In preparing a disaster plan, you need to think about what the absolute minimal requirements are to get you up and running post disaster either on or off site. Think staff, communications and data. Are your people secure? Are there first aid kits and do employees know where they are? Discuss the “disgruntled employee” scenario and if the business set up makes anyone person particularly vulnerable. Where would people go if a violent situation occurred? Are your doors keycode protected? Should they be?
How many people and what are their roles should many of your employees be out of commission? It is helpful to have as many staff members cross-trained in other roles as possible. Do this based on interest when possible. Where WOULD you work if you could not work in your building? Can you set up rough operations in your home? If so, what equipment do you need? Do you keep a spare laptop at home?

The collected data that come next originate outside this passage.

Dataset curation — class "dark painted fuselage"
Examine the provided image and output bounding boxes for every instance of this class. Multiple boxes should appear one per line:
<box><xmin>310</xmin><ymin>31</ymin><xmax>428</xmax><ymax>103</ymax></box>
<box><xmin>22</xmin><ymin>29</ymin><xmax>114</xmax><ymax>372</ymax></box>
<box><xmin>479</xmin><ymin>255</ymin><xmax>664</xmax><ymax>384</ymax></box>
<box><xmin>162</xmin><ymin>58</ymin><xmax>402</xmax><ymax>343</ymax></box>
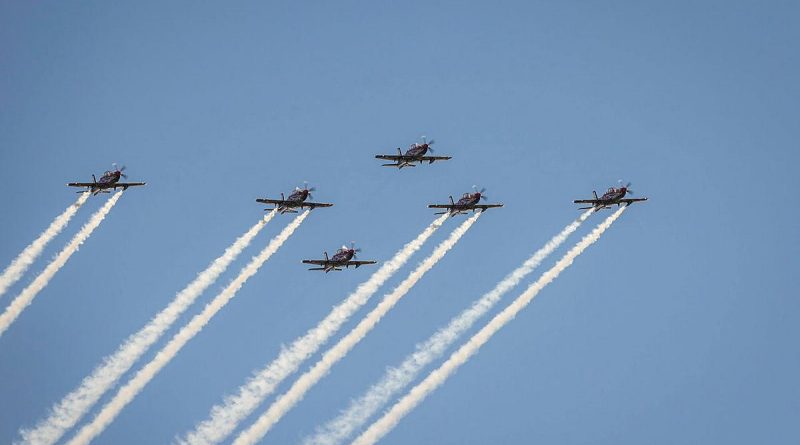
<box><xmin>404</xmin><ymin>144</ymin><xmax>430</xmax><ymax>158</ymax></box>
<box><xmin>97</xmin><ymin>171</ymin><xmax>122</xmax><ymax>186</ymax></box>
<box><xmin>277</xmin><ymin>189</ymin><xmax>310</xmax><ymax>213</ymax></box>
<box><xmin>597</xmin><ymin>187</ymin><xmax>629</xmax><ymax>205</ymax></box>
<box><xmin>454</xmin><ymin>192</ymin><xmax>481</xmax><ymax>207</ymax></box>
<box><xmin>86</xmin><ymin>171</ymin><xmax>124</xmax><ymax>194</ymax></box>
<box><xmin>329</xmin><ymin>249</ymin><xmax>356</xmax><ymax>264</ymax></box>
<box><xmin>440</xmin><ymin>192</ymin><xmax>485</xmax><ymax>216</ymax></box>
<box><xmin>286</xmin><ymin>189</ymin><xmax>310</xmax><ymax>203</ymax></box>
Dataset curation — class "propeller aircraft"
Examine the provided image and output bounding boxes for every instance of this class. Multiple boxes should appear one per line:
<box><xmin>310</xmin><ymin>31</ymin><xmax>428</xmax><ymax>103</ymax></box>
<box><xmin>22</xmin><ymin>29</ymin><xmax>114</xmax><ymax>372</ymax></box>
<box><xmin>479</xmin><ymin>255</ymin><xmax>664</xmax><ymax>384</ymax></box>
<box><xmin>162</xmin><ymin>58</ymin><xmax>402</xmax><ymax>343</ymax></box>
<box><xmin>302</xmin><ymin>242</ymin><xmax>377</xmax><ymax>273</ymax></box>
<box><xmin>375</xmin><ymin>136</ymin><xmax>452</xmax><ymax>169</ymax></box>
<box><xmin>428</xmin><ymin>186</ymin><xmax>503</xmax><ymax>217</ymax></box>
<box><xmin>573</xmin><ymin>181</ymin><xmax>648</xmax><ymax>211</ymax></box>
<box><xmin>67</xmin><ymin>164</ymin><xmax>145</xmax><ymax>195</ymax></box>
<box><xmin>256</xmin><ymin>183</ymin><xmax>333</xmax><ymax>214</ymax></box>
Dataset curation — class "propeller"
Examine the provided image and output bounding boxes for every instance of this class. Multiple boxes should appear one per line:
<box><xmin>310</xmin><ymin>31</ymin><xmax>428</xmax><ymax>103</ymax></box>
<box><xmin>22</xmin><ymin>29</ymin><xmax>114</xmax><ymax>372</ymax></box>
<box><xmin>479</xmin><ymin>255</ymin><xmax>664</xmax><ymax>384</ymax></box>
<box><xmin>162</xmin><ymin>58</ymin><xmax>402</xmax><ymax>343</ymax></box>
<box><xmin>421</xmin><ymin>135</ymin><xmax>436</xmax><ymax>151</ymax></box>
<box><xmin>296</xmin><ymin>181</ymin><xmax>316</xmax><ymax>199</ymax></box>
<box><xmin>617</xmin><ymin>179</ymin><xmax>634</xmax><ymax>195</ymax></box>
<box><xmin>472</xmin><ymin>185</ymin><xmax>488</xmax><ymax>200</ymax></box>
<box><xmin>112</xmin><ymin>163</ymin><xmax>128</xmax><ymax>178</ymax></box>
<box><xmin>346</xmin><ymin>241</ymin><xmax>362</xmax><ymax>257</ymax></box>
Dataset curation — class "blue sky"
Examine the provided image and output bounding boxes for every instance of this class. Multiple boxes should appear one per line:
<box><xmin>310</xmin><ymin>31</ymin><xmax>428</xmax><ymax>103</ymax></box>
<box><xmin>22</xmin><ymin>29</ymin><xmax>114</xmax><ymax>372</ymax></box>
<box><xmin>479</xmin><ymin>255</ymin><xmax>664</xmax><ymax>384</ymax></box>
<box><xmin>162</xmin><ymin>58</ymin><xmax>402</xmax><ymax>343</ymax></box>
<box><xmin>1</xmin><ymin>1</ymin><xmax>798</xmax><ymax>444</ymax></box>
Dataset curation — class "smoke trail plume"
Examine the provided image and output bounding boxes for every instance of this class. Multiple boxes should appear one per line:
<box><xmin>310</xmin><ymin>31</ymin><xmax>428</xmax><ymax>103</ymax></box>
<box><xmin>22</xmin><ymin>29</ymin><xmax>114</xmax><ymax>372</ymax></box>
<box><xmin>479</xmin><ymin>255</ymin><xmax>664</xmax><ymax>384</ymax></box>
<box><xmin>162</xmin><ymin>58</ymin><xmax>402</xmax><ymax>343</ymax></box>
<box><xmin>0</xmin><ymin>194</ymin><xmax>90</xmax><ymax>299</ymax></box>
<box><xmin>0</xmin><ymin>192</ymin><xmax>123</xmax><ymax>338</ymax></box>
<box><xmin>17</xmin><ymin>211</ymin><xmax>277</xmax><ymax>445</ymax></box>
<box><xmin>178</xmin><ymin>214</ymin><xmax>448</xmax><ymax>445</ymax></box>
<box><xmin>65</xmin><ymin>211</ymin><xmax>309</xmax><ymax>445</ymax></box>
<box><xmin>352</xmin><ymin>207</ymin><xmax>626</xmax><ymax>445</ymax></box>
<box><xmin>305</xmin><ymin>209</ymin><xmax>593</xmax><ymax>445</ymax></box>
<box><xmin>232</xmin><ymin>212</ymin><xmax>482</xmax><ymax>445</ymax></box>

If your business is knocked out, how will customers communicate with you? Does your telecommunications company have the ability to reroute your calls temporarily? Can you get a rarely used cell phone for just this type of emergency?
Finally, backing up your important files (including client lists, contact management systems, financial data, web and blog files) should be routine! Store as little as possible “in house” and instead utilize cloud storage. Google’s file storage is ridiculously cheap and you can also check out Box.net and other similar sites. Backing up to a second hard drive won’t help if your business burns down.
Put your disaster plan in writing, share it with your management team for tweaks and then make sure your employees are informed. It is certainly one of those items that gets postponed, and yet could be the difference between your business surviving or failing after a disaster.